Die Art der Schussverletzungen und aufgefundene Patronen widerlegten ­jedoch diese Darstellung des Vorfalls. Außerdem belegte ein Mitschnitt ­eines Telefonats, dass der Leiter des Sicherheitsdienstes, Alberto Rotondo Dall’orso, die Schüsse auf die Demonstrierenden angeordnet hatte. Das Unternehmen änderte daraufhin seine Version und behauptete, Rotondo habe eigenmächtig und unter Verstoß gegen die Dienstvorschriften gehandelt. Rotondo, der ­zunächst unter Hausarrest gestanden hatte, setzte sich nach Peru ab, als die Vollstreckung der Untersuchungshaft gegen ihn angeordnet wurde. Dort wurde er kurze Zeit später gefasst, er wartet derzeit auf seine Auslieferung. Es waren die zu seiner Überwachung eingesetzten Polizeibeamten, die ihm die Flucht ermöglichten.

Aufsehen erregte der Fall, als die Geschädigten des Angriffs im Juni 2014 eine zivilrechtliche Klage in Kanada gegen Tahoe Resources Inc. einreichten. Kurz nach dem Angriff des Sicherheitsdienstes verhängte der damalige Staatspräsident Guatemalas, Otto Pérez Molina, im Mai 2013 den Ausnahme­zustand in der Region und ein Großaufgebot von 500 Polizisten und 3 000 Soldaten nebst Panzern rückte in die ­Gegend der Silbermine ein.

 

Schmutzige Geschäfte

Aufsehen erregte auch das Attentat auf Alex Reynoso und seine 16jährige Tochter Topacio Reynoso am 13. April 2014. Topacio Reynoso hatte bereits im Alter von 14 Jahren begonnen, sich am Protest gegen die Silbermine zu ­beteiligen und bewegte auch ihre Eltern dazu, sich in der SCM zu organisierten.

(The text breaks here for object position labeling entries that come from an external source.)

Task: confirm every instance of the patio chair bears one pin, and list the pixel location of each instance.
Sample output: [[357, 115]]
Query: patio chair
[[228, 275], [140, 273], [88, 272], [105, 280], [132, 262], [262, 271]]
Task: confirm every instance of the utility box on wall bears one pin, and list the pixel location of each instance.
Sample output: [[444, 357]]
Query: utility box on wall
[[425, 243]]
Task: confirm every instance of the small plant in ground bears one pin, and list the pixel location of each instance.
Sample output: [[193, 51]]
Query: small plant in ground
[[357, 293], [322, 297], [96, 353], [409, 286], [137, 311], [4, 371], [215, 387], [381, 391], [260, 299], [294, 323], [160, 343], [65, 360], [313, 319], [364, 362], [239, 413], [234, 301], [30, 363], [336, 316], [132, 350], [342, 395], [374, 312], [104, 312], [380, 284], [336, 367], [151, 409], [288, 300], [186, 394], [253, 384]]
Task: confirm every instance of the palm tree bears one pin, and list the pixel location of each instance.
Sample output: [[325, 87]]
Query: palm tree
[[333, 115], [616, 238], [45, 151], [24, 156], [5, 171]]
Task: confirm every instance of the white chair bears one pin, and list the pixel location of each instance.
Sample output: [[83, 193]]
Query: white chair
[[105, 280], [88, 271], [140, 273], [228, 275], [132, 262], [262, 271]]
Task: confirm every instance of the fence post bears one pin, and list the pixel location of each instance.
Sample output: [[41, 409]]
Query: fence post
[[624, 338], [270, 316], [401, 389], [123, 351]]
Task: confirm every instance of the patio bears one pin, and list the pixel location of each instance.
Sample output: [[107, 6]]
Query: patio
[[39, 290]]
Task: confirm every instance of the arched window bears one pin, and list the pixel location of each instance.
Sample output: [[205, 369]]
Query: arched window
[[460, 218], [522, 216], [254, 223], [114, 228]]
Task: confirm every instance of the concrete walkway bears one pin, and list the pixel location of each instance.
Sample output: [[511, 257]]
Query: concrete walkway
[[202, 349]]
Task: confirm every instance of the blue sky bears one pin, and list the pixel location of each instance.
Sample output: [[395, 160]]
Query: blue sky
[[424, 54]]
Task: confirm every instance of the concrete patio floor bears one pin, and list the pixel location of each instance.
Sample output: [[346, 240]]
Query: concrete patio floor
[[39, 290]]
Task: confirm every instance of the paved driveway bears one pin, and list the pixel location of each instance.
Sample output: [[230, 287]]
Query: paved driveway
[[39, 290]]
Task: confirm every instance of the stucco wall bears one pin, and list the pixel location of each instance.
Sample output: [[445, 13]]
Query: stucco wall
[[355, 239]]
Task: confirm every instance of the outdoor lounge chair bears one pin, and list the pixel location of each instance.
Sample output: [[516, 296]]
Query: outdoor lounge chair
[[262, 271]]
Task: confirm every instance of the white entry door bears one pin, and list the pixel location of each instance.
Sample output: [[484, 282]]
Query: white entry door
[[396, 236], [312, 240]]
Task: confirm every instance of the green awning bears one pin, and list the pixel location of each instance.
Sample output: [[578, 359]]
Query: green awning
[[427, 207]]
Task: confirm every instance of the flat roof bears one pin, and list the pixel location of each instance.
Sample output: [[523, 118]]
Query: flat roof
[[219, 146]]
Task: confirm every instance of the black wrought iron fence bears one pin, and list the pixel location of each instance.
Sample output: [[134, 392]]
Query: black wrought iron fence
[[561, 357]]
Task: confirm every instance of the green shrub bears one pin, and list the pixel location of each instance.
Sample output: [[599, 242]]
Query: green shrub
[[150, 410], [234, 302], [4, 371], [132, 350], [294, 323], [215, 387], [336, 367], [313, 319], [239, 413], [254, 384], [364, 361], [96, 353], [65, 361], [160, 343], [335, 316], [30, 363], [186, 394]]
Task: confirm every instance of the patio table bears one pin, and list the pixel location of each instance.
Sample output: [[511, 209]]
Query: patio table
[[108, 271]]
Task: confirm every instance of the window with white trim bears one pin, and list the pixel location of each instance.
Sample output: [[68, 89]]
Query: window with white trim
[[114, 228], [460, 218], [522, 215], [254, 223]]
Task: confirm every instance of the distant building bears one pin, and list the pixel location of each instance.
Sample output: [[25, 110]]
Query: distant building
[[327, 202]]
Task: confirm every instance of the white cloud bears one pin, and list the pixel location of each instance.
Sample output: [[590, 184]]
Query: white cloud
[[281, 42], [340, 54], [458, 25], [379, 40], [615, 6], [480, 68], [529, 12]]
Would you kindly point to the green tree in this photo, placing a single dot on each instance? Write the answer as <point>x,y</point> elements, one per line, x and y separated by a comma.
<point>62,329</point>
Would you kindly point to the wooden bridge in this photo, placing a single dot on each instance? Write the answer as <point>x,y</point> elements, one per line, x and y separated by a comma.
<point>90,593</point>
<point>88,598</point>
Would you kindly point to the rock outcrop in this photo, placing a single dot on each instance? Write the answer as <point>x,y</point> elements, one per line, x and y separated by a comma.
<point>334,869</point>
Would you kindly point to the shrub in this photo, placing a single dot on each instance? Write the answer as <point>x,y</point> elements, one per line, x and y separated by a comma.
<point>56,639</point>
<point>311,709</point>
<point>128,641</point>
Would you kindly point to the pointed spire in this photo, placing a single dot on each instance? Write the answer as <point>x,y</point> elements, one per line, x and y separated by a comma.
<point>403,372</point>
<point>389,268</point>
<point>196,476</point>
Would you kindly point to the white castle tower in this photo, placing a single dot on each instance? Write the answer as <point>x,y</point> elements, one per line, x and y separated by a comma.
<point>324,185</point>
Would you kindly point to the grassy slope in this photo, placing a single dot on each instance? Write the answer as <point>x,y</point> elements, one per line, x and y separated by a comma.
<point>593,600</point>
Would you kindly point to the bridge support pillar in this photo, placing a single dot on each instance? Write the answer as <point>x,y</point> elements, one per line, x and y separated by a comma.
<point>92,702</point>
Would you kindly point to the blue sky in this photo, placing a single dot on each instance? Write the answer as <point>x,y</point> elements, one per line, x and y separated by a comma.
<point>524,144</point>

An jenem Abend am 13. April hatte das Mädchen einen Auftritt mit ihrer Marimbaband in Mataquescuintla. Als sie gemeinsam mit ihrem Vater auf dem Heimweg war, eröffnete ein Unbekannter von hinten das Feuer auf die beiden. Topacio erlag wenig später den Folgen der Schussverletzungen im Krankenhaus, ihr Vater lag einige Tage im Koma und überlebte den Mordanschlag nur knapp.

Im folgenden Jahr, am 17. Oktober 2015, wurde Alex Reynoso erneut Opfer eines Attentats, als er sich mit drei ­weiteren Mitgliedern der SCM auf einer Autofahrt befand. Adrián Juárez Pérez, der sich zusammen mit Reynoso im Fahrzeug befunden hatte, wurde einen Monat später, am 15. November, zu­sammen mit Áxel Juárez Donis in Mataquescuintla ermordet.

Reynoso glaubt nicht, dass die Staatsanwaltschaft in den Fällen ernsthaft ­ermittelt. »Bisher hat die Staatsanwaltschaft in beiden auf mich verübten ­Attentaten keine Ermittlungsergebnisse erzielt. Aber solange die Staatsanwaltschaft dieselben Kriminalbeamten einsetzt, die auch an der Kriminalisierung der Protestbewegung beteiligt sind, rechne ich auch nicht damit, dass die Ermittlungen vorankommen«, sagt er.
Für Moises Divas von Codidena liegt nahe, dass die vielen gewaltsamen Übergriffe auf das Konto der Minenbetreiber gehen: »Natürlich haben wir keine Beweise, dass all diese Aggressionen unmittelbar von den Betreibern der Silbermine ausgehen. Die Tatsache, dass es eine Vielzahl von Übergriffen auf Menschenrechtsverteidiger gibt, die sich gegen die Silbermine engagieren, legt aber natürlich einen entsprechenden Zusammenhang nahe.«

Die deutsche Nichtregierungsorganisation Facing Finance machte im Februar 2017 auf die Menschenrechtsverletzungen im Zusammenhang mit der Silbermine El Escobal aufmerksam und wies zugleich auf die Beteiligungen ­internationaler und deutscher Banken an dem Bergbauunternehmen hin. Den Angaben von Facing Finance zufolge wurde Tahoe Resources Inc. noch im Juli 2017 ein unter anderem von der britischen Großbank HSBC ­getragener Überbrückungskredit in Höhe von insgesamt 300 Millionen ­US-Dollar gewährt. Auch deutsche Banken sind ungeachtet der hinlänglich bekannten Menschenrechtsverletzungen im Konflikt um die Mine an dem Projekt beteiligt. So befindet sich die Deutsche Bank noch immer unter den zehn wichtigsten Anlegern des Unternehmens; die Commerzbank hat ihre bisherige Beteiligung im dritten Quartal 2017 sogar noch um 221,7 Prozent erhöht.

Der niederländische wie auch der weltweit größte Pensionsfonds, der Norwegens, haben ihre Beteiligungen an Tahoe Resources Inc. wegen des ­Verdachts schwerer Menschenrechtsverletzungen hingegen aufgegeben. Der Wert der Aktien von Tahoe Resources Inc., das auch Bergwerke in Kanada und Peru unterhält, sank zuletzt deutlich, vor allem wegen des Entzugs der Abbaulizenz. Auch in Peru erhebt sich gegen das Bergwerk Shahuindo Protest der Bevölkerung wegen befürchteter Umweltschäden.